For full step-by-step procedures see ../../how-to/mesh/inspect-the-event-bus.md. The pointers below are the entry points an operator chases when a subscriber complains about gaps, replays, or a stalled reconnect.

  • Inspect the JetStream stream. Use the NATS CLI inside the cluster — nats stream info PLEXSPHERE_NODE_EVENTS reports the current (first, last, age, max_age) triple. The stream name comes from the StreamName constant in internal/mesh/sse/streamname.go; per-node subjects follow plexsphere.node.events.<domainID>.<nodeID> and are listable via nats stream subjects PLEXSPHERE_NODE_EVENTS.
  • Drain the cursor row. The per-stream cursor lives in plexsphere.sse_relay_cursor. Operators inspect the row with SELECT stream_name, last_outbox_id, last_xid, updated_at FROM plexsphere.sse_relay_cursor WHERE stream_name = 'PLEXSPHERE_NODE_EVENTS';. The updated_at column is the last successful Tick instant; a stale value combined with a non-empty outbox is the signal that a publish error is halting batches.
  • Force a re-emit. Reset the cursor by deleting the cursor advance — UPDATE plexsphere.sse_relay_cursor SET last_outbox_id = '<earlier-id>', last_xid = <earlier-xid> WHERE stream_name = 'PLEXSPHERE_NODE_EVENTS';. The next Tick re-publishes everything after the new cursor; the JetStream Nats-Msg-Id dedup window (24h) suppresses any duplicate that the original publish already landed.
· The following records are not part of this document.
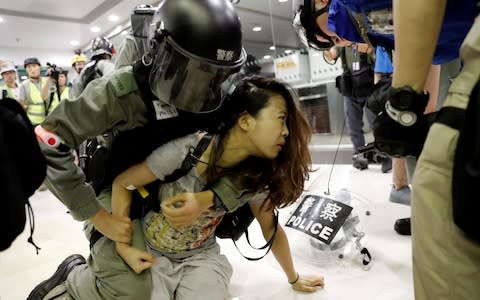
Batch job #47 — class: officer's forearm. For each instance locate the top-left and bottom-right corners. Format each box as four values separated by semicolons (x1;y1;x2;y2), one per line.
392;0;446;92
40;144;101;221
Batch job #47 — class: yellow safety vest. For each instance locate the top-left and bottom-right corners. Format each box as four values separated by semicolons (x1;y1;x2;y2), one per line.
27;78;45;125
0;84;17;100
47;86;70;115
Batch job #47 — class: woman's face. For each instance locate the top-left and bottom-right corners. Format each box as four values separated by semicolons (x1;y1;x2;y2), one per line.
248;95;289;159
58;74;67;86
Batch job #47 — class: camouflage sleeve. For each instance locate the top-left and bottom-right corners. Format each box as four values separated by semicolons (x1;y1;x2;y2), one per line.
42;69;147;220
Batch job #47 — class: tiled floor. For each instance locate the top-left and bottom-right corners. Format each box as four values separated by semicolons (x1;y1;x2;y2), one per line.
0;158;413;300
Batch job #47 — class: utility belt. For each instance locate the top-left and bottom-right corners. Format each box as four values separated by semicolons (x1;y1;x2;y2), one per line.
335;46;374;98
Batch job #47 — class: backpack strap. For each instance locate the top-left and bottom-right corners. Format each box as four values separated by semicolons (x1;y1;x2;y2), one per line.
232;204;278;261
162;134;212;182
348;10;375;49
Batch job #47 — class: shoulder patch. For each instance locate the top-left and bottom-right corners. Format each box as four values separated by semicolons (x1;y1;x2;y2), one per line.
109;68;138;97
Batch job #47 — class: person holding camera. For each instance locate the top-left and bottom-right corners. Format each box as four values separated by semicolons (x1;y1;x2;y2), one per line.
42;63;71;116
71;37;115;97
28;0;266;300
0;60;20;101
323;43;391;173
18;57;46;126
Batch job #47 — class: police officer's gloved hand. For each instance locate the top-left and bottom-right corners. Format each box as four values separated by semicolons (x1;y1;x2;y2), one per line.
373;87;429;157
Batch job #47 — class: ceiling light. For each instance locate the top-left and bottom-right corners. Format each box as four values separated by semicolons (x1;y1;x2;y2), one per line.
108;15;119;22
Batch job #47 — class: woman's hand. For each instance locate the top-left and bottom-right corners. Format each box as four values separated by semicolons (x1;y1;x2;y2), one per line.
161;191;213;229
292;275;325;292
90;208;133;243
115;243;155;274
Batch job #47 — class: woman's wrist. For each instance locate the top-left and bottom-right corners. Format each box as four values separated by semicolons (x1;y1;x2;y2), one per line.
288;272;300;284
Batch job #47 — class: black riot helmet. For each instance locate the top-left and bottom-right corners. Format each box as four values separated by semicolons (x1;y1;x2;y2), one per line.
147;0;247;113
293;0;334;50
90;36;115;60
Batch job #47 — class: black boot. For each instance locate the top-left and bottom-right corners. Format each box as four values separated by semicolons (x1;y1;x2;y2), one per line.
27;254;86;300
393;218;412;235
352;153;368;170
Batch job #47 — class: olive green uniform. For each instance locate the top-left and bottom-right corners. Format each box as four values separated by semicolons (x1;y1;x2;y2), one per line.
412;17;480;300
41;66;248;300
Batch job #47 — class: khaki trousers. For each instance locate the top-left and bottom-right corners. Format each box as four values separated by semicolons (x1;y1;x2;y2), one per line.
412;17;480;300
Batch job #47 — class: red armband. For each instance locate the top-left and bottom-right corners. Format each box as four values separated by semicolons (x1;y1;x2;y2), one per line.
35;125;69;152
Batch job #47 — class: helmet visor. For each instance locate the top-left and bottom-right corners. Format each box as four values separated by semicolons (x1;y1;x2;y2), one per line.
149;38;240;113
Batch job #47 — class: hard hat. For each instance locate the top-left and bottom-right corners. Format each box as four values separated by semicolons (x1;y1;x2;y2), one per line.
23;57;42;68
72;53;87;66
0;62;16;75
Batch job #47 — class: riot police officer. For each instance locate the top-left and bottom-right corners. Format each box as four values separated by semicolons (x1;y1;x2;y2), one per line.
29;0;246;299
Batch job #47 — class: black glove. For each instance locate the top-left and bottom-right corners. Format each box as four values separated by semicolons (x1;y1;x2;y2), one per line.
367;77;392;115
373;87;430;157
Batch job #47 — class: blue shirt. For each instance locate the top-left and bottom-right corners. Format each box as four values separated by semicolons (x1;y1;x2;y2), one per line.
375;46;393;73
328;0;479;64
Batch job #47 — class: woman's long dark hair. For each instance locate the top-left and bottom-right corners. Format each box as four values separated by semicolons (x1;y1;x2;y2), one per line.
207;76;311;209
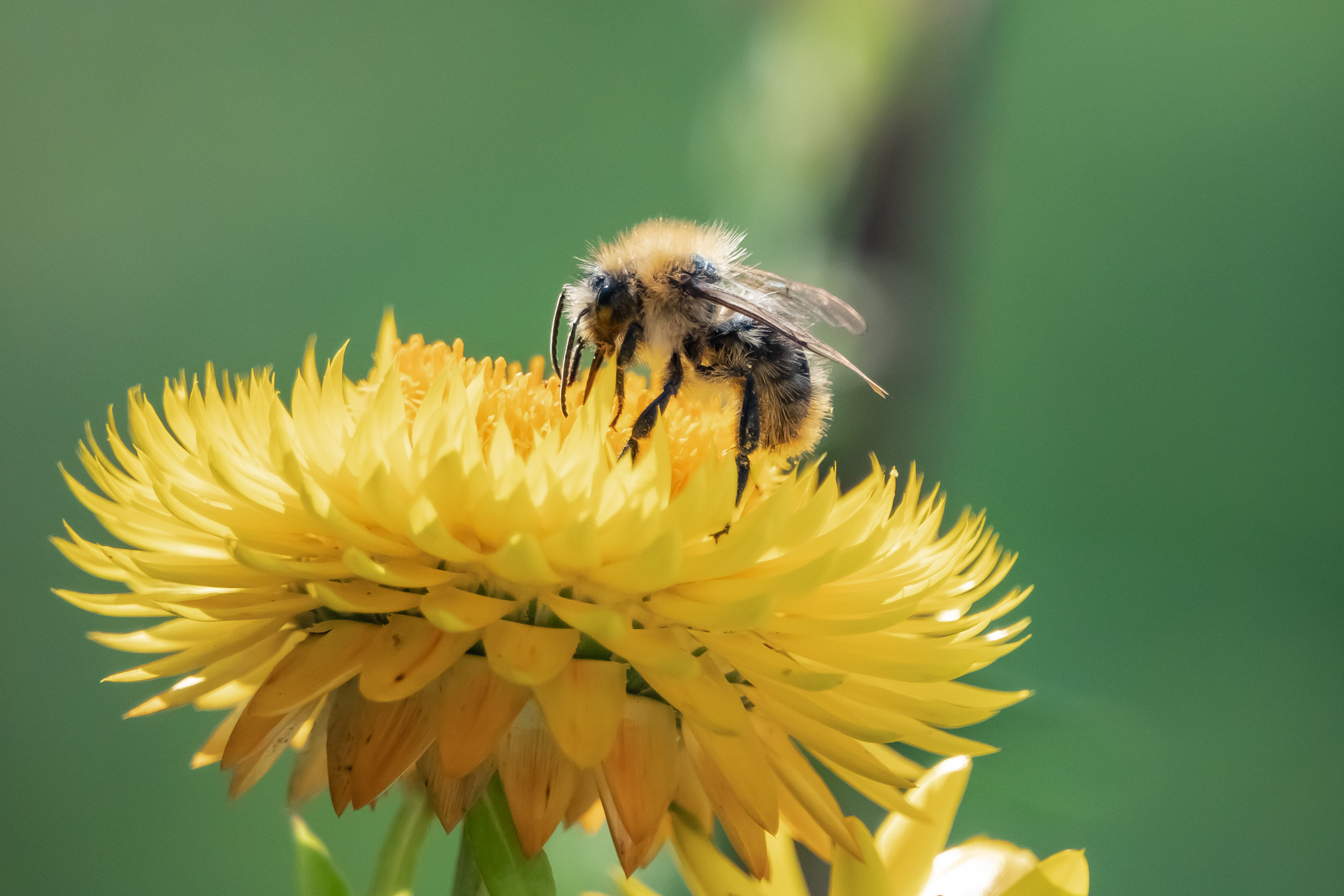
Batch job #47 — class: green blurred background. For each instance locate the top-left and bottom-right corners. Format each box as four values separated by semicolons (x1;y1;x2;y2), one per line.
0;0;1344;896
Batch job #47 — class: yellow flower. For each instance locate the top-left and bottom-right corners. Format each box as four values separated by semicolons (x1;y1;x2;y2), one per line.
586;757;1088;896
55;314;1025;876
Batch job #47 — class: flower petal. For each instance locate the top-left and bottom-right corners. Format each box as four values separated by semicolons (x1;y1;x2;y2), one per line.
484;619;579;685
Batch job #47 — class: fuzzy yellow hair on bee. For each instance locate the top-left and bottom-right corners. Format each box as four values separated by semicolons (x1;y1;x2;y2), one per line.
551;217;886;501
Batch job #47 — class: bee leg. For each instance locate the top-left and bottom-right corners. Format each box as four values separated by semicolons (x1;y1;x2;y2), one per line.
610;324;644;430
561;323;579;416
579;345;606;404
561;328;587;416
617;353;685;460
551;284;570;373
734;371;761;504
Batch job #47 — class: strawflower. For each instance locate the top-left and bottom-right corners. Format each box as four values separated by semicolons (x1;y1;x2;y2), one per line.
55;314;1027;877
586;757;1088;896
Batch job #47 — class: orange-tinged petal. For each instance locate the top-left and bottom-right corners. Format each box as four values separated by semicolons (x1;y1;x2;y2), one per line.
497;701;579;857
359;614;477;700
564;770;602;835
286;697;332;811
672;811;770;896
1004;849;1090;896
602;697;677;841
329;685;440;809
874;757;971;896
681;720;780;835
438;655;533;778
830;816;898;896
416;747;494;833
533;660;623;768
484;619;579;685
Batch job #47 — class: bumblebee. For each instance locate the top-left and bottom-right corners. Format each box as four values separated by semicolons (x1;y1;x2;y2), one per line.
551;217;886;503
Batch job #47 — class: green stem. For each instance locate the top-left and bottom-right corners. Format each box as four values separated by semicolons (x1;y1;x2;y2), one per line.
465;775;555;896
368;787;434;896
451;825;485;896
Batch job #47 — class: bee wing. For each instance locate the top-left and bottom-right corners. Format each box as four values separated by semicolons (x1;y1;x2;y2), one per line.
733;267;867;336
694;284;887;397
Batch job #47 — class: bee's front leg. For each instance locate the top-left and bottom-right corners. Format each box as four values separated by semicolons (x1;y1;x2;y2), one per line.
618;352;685;460
610;324;644;430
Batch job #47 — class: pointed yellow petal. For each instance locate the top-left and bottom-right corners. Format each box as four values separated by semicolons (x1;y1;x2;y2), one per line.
752;712;859;859
672;811;765;896
681;720;780;835
419;584;518;631
359;614;477;700
874;757;971;896
1003;849;1090;896
483;619;579;685
923;837;1037;896
681;724;778;880
830;816;897;896
249;619;379;716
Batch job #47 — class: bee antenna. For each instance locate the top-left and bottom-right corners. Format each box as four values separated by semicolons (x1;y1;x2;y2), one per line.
551;284;570;373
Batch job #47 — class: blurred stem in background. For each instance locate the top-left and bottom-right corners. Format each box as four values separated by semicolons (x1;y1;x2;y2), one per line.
696;0;993;475
368;782;432;896
293;775;557;896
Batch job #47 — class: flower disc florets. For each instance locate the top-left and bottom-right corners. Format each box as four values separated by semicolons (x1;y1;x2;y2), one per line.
56;316;1025;876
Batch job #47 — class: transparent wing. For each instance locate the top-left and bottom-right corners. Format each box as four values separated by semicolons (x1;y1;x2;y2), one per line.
691;284;887;397
733;267;867;334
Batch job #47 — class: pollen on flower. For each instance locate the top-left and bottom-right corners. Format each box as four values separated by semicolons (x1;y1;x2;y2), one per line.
54;314;1028;877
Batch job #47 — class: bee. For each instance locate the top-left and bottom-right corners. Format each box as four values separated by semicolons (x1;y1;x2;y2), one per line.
551;217;887;504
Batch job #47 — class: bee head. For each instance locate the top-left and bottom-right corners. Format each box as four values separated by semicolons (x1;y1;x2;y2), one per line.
587;271;639;343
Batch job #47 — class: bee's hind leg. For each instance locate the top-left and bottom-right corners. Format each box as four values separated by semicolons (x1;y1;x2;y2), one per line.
621;345;685;460
734;371;761;504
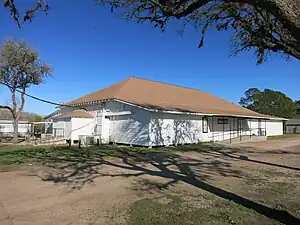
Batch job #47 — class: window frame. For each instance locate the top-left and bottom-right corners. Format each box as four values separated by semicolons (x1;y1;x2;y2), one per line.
202;116;208;133
217;118;229;124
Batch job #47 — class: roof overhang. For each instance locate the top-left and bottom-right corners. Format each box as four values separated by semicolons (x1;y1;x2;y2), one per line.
60;98;288;121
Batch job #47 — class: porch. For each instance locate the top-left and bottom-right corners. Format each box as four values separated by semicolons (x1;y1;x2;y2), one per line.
202;116;267;143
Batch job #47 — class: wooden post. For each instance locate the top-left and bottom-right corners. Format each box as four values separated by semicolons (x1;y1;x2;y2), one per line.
228;118;232;144
250;119;252;139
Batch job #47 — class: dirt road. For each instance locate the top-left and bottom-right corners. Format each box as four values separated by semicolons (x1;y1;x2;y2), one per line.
0;140;300;225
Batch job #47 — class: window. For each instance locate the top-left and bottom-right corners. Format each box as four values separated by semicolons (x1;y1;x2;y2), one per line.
218;119;228;124
202;117;208;133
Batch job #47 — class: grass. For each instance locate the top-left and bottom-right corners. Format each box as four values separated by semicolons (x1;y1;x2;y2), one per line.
0;143;211;166
127;196;278;225
268;134;300;140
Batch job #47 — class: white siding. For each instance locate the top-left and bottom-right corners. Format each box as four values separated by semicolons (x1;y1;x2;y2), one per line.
149;113;204;146
53;119;70;138
0;120;31;136
267;120;283;136
71;118;94;140
103;102;150;146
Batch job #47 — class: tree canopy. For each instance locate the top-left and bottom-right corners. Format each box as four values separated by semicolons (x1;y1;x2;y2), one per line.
4;0;300;64
239;88;297;118
0;40;51;140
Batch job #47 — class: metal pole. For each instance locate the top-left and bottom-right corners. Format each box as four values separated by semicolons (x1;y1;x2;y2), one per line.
222;116;225;141
229;118;232;144
211;116;215;142
265;120;267;136
250;119;252;139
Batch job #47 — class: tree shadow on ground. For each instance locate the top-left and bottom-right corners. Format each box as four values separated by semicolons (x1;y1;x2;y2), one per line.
20;146;300;224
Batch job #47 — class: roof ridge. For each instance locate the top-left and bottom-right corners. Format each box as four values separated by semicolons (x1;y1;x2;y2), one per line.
112;76;136;98
131;76;207;92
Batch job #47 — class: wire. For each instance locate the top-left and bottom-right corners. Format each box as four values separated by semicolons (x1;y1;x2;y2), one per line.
0;82;78;108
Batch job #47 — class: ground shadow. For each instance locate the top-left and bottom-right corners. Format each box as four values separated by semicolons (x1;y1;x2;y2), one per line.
18;144;300;224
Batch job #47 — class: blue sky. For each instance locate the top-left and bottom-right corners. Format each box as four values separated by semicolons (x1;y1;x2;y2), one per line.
0;0;300;115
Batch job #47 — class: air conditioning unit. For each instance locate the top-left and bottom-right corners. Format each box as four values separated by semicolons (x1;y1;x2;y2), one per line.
85;136;95;145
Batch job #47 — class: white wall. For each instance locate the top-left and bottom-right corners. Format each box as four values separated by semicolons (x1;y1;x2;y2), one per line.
53;119;67;138
266;120;283;136
149;113;276;146
0;120;31;136
102;101;150;146
70;118;94;140
149;113;204;146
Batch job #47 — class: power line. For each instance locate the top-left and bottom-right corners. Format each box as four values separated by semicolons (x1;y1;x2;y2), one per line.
0;82;77;108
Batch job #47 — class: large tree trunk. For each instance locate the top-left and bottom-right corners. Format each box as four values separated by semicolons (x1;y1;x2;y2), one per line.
13;119;19;143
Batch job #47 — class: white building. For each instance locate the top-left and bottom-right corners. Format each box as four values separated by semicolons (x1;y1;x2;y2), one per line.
48;77;285;146
0;109;31;138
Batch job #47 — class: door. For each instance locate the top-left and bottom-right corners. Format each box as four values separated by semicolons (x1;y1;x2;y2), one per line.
237;119;243;136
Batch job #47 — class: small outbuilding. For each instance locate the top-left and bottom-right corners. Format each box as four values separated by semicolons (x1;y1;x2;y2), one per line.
0;109;31;138
284;119;300;134
53;109;94;140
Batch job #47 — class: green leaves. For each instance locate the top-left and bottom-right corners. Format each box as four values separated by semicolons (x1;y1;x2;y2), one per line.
239;88;297;118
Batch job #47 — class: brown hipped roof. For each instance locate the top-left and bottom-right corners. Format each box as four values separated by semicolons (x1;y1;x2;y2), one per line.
56;109;93;119
67;77;269;117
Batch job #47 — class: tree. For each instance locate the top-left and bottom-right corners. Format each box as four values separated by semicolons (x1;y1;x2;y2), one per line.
239;88;297;118
0;40;51;141
4;0;300;64
294;100;300;118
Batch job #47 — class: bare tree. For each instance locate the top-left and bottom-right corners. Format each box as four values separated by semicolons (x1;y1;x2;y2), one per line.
0;40;51;141
4;0;300;64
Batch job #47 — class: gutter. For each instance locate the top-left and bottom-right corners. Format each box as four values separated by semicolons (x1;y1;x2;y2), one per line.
67;98;288;121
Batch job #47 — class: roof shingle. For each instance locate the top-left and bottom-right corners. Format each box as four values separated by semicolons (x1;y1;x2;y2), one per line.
67;77;269;117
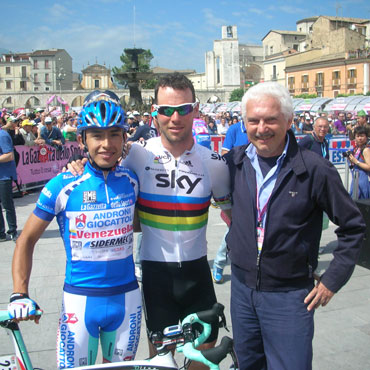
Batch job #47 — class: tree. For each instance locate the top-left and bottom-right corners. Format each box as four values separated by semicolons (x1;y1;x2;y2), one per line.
112;49;155;88
229;88;244;102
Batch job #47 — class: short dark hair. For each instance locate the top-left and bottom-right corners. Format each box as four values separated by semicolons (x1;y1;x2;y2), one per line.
154;72;195;103
353;126;369;136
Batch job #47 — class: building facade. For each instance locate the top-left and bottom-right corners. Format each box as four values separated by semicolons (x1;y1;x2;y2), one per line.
81;64;116;90
188;26;263;90
262;16;370;97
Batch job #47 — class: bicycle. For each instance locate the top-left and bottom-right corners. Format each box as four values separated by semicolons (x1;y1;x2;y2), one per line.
0;303;237;370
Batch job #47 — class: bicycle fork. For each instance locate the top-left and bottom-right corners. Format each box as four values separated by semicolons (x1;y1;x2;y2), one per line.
0;320;33;370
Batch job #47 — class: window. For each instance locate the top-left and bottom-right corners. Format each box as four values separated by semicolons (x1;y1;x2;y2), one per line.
271;65;277;81
332;71;340;86
288;76;295;90
216;57;221;84
226;26;233;39
347;68;357;87
316;72;324;87
302;75;308;90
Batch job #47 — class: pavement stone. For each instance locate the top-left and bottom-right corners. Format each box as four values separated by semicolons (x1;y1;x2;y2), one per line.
0;185;370;370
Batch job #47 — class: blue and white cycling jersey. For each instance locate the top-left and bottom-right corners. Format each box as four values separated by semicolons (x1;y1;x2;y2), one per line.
34;163;138;296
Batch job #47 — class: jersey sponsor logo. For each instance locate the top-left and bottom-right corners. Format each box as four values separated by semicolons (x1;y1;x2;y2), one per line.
127;306;141;353
81;203;107;211
41;187;52;199
85;234;133;251
154;153;171;164
70;225;134;239
75;213;87;229
58;324;75;369
82;190;96;203
62;313;78;324
72;240;82;249
211;152;226;162
155;170;202;194
182;160;194;167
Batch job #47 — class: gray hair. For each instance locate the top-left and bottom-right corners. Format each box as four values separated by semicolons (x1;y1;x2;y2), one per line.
241;82;294;122
313;116;330;126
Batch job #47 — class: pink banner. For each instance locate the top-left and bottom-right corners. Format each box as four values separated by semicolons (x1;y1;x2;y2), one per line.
15;142;83;187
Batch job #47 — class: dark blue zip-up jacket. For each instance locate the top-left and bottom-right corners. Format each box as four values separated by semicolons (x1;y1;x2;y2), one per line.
226;131;365;292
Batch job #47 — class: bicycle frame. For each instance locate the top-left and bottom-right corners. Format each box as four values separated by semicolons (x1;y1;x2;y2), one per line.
0;303;236;370
0;310;33;370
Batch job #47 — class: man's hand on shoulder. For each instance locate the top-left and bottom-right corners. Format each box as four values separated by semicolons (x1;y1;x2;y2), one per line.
62;158;87;176
304;281;334;311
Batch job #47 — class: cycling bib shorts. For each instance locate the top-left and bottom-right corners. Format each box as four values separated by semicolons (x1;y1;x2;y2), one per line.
57;288;141;369
142;257;218;343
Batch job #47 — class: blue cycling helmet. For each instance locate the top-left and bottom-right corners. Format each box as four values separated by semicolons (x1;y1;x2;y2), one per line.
77;100;129;134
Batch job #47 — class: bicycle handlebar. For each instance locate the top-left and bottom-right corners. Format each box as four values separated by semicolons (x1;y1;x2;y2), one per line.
182;337;233;370
0;310;43;323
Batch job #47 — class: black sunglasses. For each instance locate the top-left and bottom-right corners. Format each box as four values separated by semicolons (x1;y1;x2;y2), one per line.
153;102;198;117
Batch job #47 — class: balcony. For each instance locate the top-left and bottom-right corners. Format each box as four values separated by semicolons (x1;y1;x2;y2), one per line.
347;77;357;89
332;79;340;90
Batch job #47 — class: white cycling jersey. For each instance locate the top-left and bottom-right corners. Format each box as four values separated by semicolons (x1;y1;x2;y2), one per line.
123;137;231;262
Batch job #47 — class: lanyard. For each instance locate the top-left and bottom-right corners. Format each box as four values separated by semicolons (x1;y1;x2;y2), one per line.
256;187;271;256
321;141;326;158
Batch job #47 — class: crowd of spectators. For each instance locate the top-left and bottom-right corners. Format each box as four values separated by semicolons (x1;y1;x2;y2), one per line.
0;108;77;151
200;110;370;140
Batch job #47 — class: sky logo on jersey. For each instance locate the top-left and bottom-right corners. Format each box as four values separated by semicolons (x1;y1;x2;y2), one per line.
154;152;171;164
82;190;96;203
62;313;78;324
75;213;87;229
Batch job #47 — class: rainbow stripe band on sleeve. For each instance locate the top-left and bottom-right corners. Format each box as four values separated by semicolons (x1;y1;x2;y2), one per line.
138;192;210;231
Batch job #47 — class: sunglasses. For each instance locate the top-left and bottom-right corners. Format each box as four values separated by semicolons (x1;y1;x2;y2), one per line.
153;102;198;117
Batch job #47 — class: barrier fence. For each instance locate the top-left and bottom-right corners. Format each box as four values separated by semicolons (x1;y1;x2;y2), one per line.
15;135;353;194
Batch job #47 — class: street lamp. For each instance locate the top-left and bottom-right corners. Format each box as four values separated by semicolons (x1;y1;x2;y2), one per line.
55;67;66;95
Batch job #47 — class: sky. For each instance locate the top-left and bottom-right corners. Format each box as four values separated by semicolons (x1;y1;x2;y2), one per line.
0;0;370;72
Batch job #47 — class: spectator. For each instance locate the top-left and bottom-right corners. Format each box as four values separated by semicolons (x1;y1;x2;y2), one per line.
0;130;18;242
41;117;65;150
19;119;37;146
62;117;77;141
302;115;313;134
347;109;370;140
348;126;370;199
298;117;329;159
217;118;229;136
291;117;303;135
334;112;346;135
207;119;217;135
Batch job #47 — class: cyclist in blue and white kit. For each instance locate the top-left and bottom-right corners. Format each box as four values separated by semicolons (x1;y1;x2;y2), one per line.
67;73;231;370
8;92;141;369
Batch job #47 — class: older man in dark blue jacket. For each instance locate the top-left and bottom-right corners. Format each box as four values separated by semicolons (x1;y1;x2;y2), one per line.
226;82;365;370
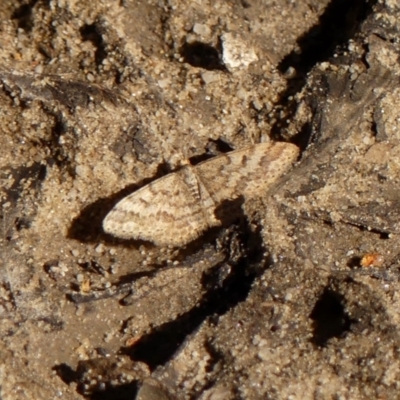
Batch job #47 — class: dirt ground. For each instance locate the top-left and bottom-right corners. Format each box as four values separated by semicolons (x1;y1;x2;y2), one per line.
0;0;400;400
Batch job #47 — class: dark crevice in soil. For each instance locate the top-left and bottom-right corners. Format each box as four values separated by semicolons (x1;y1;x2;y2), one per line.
80;23;107;66
310;288;351;347
122;222;264;370
180;42;225;71
272;0;376;143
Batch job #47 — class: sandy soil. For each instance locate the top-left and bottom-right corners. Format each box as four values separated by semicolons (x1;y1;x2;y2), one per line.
0;0;400;400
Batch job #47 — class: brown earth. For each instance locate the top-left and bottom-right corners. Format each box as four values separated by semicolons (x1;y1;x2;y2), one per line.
0;0;400;400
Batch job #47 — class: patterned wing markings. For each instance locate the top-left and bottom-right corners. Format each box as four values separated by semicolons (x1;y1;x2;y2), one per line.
103;142;299;246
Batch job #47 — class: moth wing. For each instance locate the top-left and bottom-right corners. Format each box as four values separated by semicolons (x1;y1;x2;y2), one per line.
103;172;208;246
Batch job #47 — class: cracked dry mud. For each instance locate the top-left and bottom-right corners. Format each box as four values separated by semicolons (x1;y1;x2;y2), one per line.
0;0;400;400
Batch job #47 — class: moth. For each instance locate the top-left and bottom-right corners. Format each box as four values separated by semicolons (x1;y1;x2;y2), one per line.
103;142;299;246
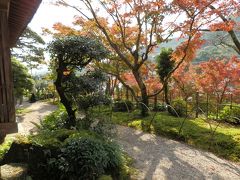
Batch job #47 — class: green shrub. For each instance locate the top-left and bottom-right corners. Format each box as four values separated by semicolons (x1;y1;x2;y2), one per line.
219;104;240;124
171;99;187;117
153;104;167;112
39;106;68;130
113;100;133;112
49;137;122;180
29;129;77;147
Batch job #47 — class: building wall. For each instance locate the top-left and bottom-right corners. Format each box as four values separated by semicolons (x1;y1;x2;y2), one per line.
0;1;16;138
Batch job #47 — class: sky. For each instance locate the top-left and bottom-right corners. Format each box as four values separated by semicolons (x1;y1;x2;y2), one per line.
28;0;75;75
28;0;75;38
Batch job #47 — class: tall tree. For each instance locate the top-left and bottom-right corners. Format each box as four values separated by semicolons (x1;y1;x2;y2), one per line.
197;57;240;104
156;49;174;111
53;0;203;115
48;36;107;127
173;0;240;54
12;27;45;70
12;58;34;104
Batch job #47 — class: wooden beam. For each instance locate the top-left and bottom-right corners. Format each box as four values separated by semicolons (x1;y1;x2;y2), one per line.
0;5;15;123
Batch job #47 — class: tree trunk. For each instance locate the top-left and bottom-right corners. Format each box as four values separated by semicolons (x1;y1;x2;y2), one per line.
163;82;172;113
55;67;76;128
132;70;149;117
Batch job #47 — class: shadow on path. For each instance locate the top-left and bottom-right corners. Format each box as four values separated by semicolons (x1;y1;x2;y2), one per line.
115;126;240;180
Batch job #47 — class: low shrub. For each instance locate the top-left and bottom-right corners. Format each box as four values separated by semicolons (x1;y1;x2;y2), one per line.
49;137;122;180
113;100;133;112
153;104;167;112
39;106;68;131
219;104;240;125
171;99;187;117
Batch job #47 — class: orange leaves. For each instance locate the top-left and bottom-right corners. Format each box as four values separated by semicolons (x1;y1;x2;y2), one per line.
210;21;236;31
198;57;240;93
172;33;205;62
  • Watch the Prometheus surface.
    • sse_envelope_verification_failures_total{outcome} — consumer-side rejections labelled bad_signature, bad_nonce, or decode_error. A sustained rate is a malformed publisher, a key-rotation gap, or a replay attack.
    • sse_nonce_replay_totalNonceStore.Add returned false. A spike correlates with a replay storm; a slow drift correlates with a clock skew letting old envelopes fall back into the freshness window.
    • sse_relay_skip_total{reason} — relay rows skipped, labelled no_signing_key (rotation pipeline has not minted the per-Domain key yet).
    • sse_publisher_sign_failures_total{reason} — publish-pipeline errors labelled publish_error (today the relay's only label), with provider_unavailable and key_not_provisioned reserved for future direct-publisher call sites.
    • sse_active_streams — count of currently-open SSE handler subscriptions. Watch against per-Node connection caps to detect leaked subscriptions or a runaway reconnect loop.
    • sse_nonce_live_size — current nonce-set size. Watch against PLEXSPHERE_SSE_MAX_LIVE_NONCES to detect approaching the bounded-set limit before Add latency degrades.